I first dabbled in writing parsers with [ANTLRv4](https://github.com/antlr)
which is an absolutely **fantastic** toolset for writing parsers. The primary
author [Terence Parr](https://github.com/parrt) has written a number of good
books such as "The Definitive ANTLR 4 Reference" and "Language Implementation
Patterns". Both of which I recommend even if you're not setting out to write
that next great programming language.
In [Rust](https://rust-lang.org) our options are also pretty decent. When I
first ventured into writing Rust I discovered
[antlr4rust](https://github.com/rrevenantt/antlr4rust) which I promptly
bookmarked and then set aside until I had a parsing project. Once I finally had
a parsing project, I revisited the project and found that I didn't like the
ANTLR-like semantics in the Rust language.
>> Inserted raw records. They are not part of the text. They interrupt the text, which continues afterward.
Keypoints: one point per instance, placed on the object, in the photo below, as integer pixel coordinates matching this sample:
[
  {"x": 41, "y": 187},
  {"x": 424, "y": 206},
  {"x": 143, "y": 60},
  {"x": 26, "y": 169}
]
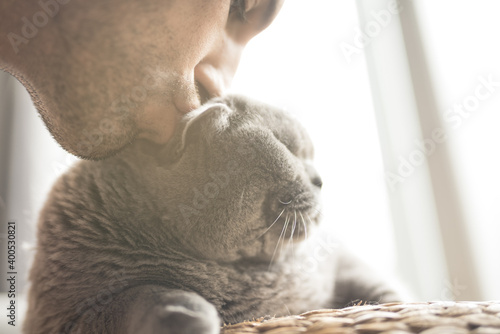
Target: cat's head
[{"x": 236, "y": 178}]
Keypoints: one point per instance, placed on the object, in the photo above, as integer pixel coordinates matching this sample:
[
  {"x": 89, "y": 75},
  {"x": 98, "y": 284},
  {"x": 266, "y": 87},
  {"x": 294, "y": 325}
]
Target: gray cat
[{"x": 216, "y": 225}]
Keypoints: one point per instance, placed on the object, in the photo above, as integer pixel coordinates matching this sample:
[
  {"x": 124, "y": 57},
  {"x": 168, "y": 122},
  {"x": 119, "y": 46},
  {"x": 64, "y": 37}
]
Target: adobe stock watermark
[
  {"x": 381, "y": 19},
  {"x": 454, "y": 116},
  {"x": 31, "y": 27}
]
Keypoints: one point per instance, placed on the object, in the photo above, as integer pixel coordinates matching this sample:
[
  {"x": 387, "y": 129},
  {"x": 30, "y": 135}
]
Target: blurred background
[{"x": 402, "y": 101}]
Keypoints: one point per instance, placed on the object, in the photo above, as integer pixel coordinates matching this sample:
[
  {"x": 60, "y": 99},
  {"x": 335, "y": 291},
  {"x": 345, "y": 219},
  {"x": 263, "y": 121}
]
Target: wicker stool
[{"x": 393, "y": 318}]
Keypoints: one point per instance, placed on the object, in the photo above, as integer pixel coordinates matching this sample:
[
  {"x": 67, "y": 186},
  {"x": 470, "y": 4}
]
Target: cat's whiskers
[
  {"x": 285, "y": 228},
  {"x": 279, "y": 239},
  {"x": 274, "y": 222}
]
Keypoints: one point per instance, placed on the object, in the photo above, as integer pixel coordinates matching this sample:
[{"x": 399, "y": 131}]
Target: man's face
[{"x": 112, "y": 72}]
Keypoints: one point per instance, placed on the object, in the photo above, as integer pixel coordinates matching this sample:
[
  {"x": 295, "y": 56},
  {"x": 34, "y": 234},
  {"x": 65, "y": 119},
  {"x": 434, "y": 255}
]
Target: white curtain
[{"x": 369, "y": 109}]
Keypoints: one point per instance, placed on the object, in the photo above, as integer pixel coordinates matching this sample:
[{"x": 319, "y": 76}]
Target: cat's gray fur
[{"x": 163, "y": 240}]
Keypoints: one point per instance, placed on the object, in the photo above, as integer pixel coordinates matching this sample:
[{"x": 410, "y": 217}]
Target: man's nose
[{"x": 216, "y": 71}]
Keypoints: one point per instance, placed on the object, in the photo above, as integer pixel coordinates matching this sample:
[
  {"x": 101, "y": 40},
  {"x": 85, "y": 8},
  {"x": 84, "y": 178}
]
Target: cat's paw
[{"x": 192, "y": 316}]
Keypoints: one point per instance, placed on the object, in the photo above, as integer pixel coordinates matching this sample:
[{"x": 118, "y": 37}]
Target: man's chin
[{"x": 99, "y": 151}]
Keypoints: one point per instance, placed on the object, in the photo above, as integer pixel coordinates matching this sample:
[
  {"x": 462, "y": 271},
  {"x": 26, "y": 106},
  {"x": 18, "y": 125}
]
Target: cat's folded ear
[{"x": 205, "y": 122}]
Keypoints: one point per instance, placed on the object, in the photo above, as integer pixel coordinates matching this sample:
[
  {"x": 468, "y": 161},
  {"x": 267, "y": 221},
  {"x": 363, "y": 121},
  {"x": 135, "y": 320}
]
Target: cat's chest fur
[{"x": 243, "y": 291}]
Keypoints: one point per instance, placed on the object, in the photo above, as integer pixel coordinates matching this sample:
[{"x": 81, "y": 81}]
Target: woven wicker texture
[{"x": 394, "y": 318}]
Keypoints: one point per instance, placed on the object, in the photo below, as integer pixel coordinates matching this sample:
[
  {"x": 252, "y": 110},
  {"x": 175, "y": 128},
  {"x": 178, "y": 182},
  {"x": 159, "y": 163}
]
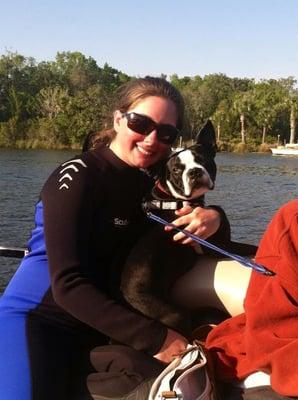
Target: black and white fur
[{"x": 156, "y": 262}]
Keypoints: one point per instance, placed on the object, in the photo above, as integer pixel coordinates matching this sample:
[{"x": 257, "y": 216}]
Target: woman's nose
[{"x": 152, "y": 137}]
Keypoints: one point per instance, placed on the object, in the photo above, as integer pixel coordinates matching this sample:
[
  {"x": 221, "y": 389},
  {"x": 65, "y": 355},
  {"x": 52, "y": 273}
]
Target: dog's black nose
[{"x": 195, "y": 173}]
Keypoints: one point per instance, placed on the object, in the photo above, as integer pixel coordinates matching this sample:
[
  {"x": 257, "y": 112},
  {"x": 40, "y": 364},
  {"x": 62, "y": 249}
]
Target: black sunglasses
[{"x": 144, "y": 125}]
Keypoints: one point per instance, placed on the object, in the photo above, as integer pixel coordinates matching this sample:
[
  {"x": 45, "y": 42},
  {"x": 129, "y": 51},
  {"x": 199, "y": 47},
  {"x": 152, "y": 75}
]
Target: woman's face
[{"x": 139, "y": 150}]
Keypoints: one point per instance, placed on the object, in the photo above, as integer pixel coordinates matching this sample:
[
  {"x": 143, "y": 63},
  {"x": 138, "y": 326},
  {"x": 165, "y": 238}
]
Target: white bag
[{"x": 186, "y": 378}]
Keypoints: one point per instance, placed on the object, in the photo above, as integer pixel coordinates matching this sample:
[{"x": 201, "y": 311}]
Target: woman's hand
[
  {"x": 172, "y": 346},
  {"x": 200, "y": 221}
]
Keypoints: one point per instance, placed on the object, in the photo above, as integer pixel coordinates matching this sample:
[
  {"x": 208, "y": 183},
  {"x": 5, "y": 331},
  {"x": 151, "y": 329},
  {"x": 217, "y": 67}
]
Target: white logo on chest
[{"x": 71, "y": 167}]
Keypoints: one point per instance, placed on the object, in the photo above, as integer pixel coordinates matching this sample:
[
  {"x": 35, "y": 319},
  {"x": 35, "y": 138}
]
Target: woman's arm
[{"x": 206, "y": 222}]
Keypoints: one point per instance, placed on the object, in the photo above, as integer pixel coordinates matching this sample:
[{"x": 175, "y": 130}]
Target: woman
[
  {"x": 256, "y": 352},
  {"x": 60, "y": 305}
]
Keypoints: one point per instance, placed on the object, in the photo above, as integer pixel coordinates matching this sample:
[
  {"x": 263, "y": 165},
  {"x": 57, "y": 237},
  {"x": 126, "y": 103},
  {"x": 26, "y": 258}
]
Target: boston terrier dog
[{"x": 156, "y": 261}]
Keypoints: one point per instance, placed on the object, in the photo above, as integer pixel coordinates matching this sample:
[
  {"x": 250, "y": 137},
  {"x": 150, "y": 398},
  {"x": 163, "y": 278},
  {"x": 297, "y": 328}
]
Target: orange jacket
[{"x": 265, "y": 337}]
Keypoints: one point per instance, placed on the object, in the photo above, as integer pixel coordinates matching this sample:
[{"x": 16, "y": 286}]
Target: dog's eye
[{"x": 176, "y": 170}]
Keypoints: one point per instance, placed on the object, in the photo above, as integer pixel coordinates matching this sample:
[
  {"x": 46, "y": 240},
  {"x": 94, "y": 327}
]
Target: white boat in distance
[{"x": 287, "y": 150}]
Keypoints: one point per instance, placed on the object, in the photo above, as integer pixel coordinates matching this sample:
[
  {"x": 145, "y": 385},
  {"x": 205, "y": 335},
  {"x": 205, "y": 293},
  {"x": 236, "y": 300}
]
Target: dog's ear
[{"x": 206, "y": 135}]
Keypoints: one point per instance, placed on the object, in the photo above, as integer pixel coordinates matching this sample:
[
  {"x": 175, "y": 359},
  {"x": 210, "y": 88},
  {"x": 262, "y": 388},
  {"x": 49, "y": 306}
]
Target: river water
[{"x": 250, "y": 188}]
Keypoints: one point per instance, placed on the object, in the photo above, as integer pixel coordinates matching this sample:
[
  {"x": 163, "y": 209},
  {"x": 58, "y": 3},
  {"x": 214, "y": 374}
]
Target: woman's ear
[{"x": 118, "y": 116}]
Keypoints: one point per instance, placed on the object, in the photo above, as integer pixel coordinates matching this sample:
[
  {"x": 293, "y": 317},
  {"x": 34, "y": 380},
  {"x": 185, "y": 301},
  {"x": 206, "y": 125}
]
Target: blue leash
[{"x": 242, "y": 260}]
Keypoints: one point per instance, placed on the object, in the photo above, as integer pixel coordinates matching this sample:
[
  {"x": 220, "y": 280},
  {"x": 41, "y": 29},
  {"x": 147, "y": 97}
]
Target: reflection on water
[{"x": 249, "y": 187}]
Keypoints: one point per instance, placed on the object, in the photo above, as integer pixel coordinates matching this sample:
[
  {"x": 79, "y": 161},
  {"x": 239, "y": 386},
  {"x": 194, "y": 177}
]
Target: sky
[{"x": 253, "y": 38}]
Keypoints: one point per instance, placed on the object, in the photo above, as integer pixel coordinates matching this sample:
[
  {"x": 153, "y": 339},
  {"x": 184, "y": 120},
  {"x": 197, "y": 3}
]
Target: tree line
[{"x": 54, "y": 104}]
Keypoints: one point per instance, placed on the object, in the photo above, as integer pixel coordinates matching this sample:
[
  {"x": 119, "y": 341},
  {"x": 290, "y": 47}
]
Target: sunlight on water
[{"x": 249, "y": 187}]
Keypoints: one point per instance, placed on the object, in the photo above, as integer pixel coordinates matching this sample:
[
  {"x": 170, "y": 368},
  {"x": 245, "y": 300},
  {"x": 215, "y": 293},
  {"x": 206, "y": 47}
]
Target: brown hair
[{"x": 132, "y": 92}]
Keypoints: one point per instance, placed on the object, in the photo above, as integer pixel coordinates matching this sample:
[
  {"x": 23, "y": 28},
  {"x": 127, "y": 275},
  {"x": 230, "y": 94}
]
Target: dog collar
[{"x": 155, "y": 204}]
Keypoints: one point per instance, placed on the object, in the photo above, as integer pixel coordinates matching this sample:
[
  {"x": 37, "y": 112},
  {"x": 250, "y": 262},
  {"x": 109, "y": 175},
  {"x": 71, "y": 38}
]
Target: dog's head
[{"x": 190, "y": 173}]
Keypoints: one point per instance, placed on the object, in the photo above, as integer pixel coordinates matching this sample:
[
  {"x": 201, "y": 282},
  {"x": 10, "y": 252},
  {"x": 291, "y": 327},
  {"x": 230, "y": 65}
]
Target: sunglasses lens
[
  {"x": 166, "y": 134},
  {"x": 139, "y": 123}
]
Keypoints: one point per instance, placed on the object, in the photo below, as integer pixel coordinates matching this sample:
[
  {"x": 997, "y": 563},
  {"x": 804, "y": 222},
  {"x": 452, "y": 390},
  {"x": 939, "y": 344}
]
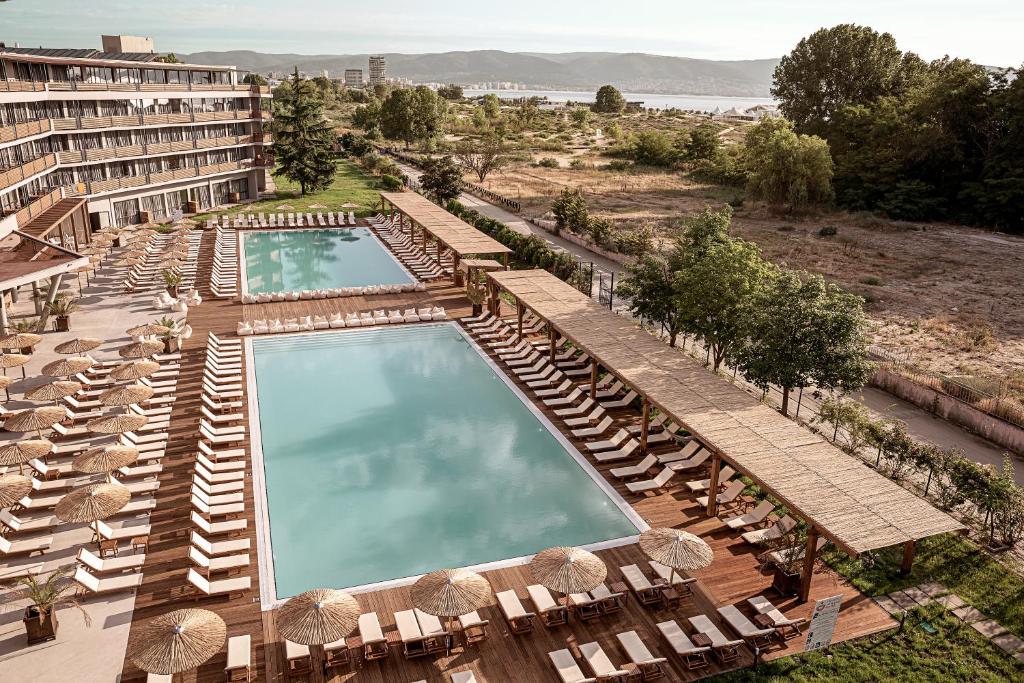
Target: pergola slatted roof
[
  {"x": 454, "y": 232},
  {"x": 850, "y": 504}
]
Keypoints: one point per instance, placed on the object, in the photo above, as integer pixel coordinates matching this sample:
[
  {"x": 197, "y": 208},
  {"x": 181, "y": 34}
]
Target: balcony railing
[
  {"x": 27, "y": 129},
  {"x": 18, "y": 173}
]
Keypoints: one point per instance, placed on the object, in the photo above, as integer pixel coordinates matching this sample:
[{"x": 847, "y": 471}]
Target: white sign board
[{"x": 822, "y": 625}]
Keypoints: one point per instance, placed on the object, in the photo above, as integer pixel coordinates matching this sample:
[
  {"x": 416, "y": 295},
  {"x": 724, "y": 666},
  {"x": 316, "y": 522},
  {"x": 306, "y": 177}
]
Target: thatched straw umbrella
[
  {"x": 68, "y": 367},
  {"x": 53, "y": 391},
  {"x": 678, "y": 550},
  {"x": 78, "y": 346},
  {"x": 12, "y": 488},
  {"x": 140, "y": 349},
  {"x": 317, "y": 616},
  {"x": 177, "y": 641},
  {"x": 19, "y": 340},
  {"x": 566, "y": 569},
  {"x": 117, "y": 424},
  {"x": 35, "y": 419},
  {"x": 105, "y": 459},
  {"x": 126, "y": 394},
  {"x": 13, "y": 360},
  {"x": 18, "y": 453},
  {"x": 147, "y": 330},
  {"x": 90, "y": 504},
  {"x": 451, "y": 593},
  {"x": 135, "y": 370}
]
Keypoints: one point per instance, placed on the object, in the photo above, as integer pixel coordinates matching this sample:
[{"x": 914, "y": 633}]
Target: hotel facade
[{"x": 115, "y": 139}]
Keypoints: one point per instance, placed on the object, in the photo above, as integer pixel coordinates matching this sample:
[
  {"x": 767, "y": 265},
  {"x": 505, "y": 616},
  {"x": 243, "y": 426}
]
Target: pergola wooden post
[
  {"x": 644, "y": 425},
  {"x": 909, "y": 548},
  {"x": 716, "y": 467},
  {"x": 809, "y": 552}
]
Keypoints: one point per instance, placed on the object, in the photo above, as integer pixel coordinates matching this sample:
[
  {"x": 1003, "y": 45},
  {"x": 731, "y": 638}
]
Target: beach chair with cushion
[
  {"x": 568, "y": 670},
  {"x": 519, "y": 620},
  {"x": 599, "y": 664},
  {"x": 648, "y": 665},
  {"x": 723, "y": 648},
  {"x": 695, "y": 657},
  {"x": 550, "y": 611},
  {"x": 754, "y": 635}
]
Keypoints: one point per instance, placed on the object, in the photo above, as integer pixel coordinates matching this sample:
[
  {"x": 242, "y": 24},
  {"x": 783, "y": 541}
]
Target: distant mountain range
[{"x": 571, "y": 71}]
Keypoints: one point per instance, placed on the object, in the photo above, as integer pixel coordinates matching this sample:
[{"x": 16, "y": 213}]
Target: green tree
[
  {"x": 608, "y": 100},
  {"x": 786, "y": 168},
  {"x": 451, "y": 92},
  {"x": 844, "y": 65},
  {"x": 805, "y": 332},
  {"x": 303, "y": 140},
  {"x": 653, "y": 147},
  {"x": 441, "y": 179}
]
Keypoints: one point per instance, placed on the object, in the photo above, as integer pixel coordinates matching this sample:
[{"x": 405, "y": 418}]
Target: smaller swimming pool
[{"x": 294, "y": 260}]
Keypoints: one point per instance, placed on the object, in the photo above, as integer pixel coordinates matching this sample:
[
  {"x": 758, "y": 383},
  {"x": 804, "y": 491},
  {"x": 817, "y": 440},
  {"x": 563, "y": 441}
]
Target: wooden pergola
[
  {"x": 450, "y": 231},
  {"x": 838, "y": 496}
]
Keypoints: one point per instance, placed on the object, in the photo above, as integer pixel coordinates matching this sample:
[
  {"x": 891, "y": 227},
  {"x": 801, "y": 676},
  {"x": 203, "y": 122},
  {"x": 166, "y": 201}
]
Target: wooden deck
[{"x": 732, "y": 578}]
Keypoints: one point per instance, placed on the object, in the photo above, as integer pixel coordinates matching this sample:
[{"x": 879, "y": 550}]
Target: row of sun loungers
[
  {"x": 306, "y": 295},
  {"x": 261, "y": 219},
  {"x": 224, "y": 278},
  {"x": 219, "y": 478},
  {"x": 337, "y": 321}
]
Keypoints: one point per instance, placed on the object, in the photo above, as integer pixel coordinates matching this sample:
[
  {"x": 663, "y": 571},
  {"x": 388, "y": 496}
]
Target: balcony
[
  {"x": 10, "y": 176},
  {"x": 28, "y": 129}
]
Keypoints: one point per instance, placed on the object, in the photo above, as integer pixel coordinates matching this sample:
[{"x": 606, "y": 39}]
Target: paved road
[{"x": 920, "y": 423}]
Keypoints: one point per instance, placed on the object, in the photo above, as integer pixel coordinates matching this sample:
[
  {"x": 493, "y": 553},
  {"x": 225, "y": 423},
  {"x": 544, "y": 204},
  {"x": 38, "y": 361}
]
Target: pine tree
[{"x": 303, "y": 138}]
It didn't quite feel idiomatic
enough for me to feel comfortable.
More recently I have discovered **[Pest](https://pest.rs/)** which I have now
used within [Otto](https://github.com/rtyler/otto) and my most recent
experiment [Jenkins Declarative Parser](https://github.com/rtyler/jdp).
The grammar is similar enough to ANTLR that I was able to get started and my ideas quite quickly. Still, I haven't become clever enough to use parser-level stack manipulations, so I think that means I remain a parser-simpleton.
Below is an example of the grammar necessary to parse the `script { }` step in
Declarative Jenkins Pipelines, which themselves allow arbitrary Groovy code
within them (I didn't want to parse the groovy too).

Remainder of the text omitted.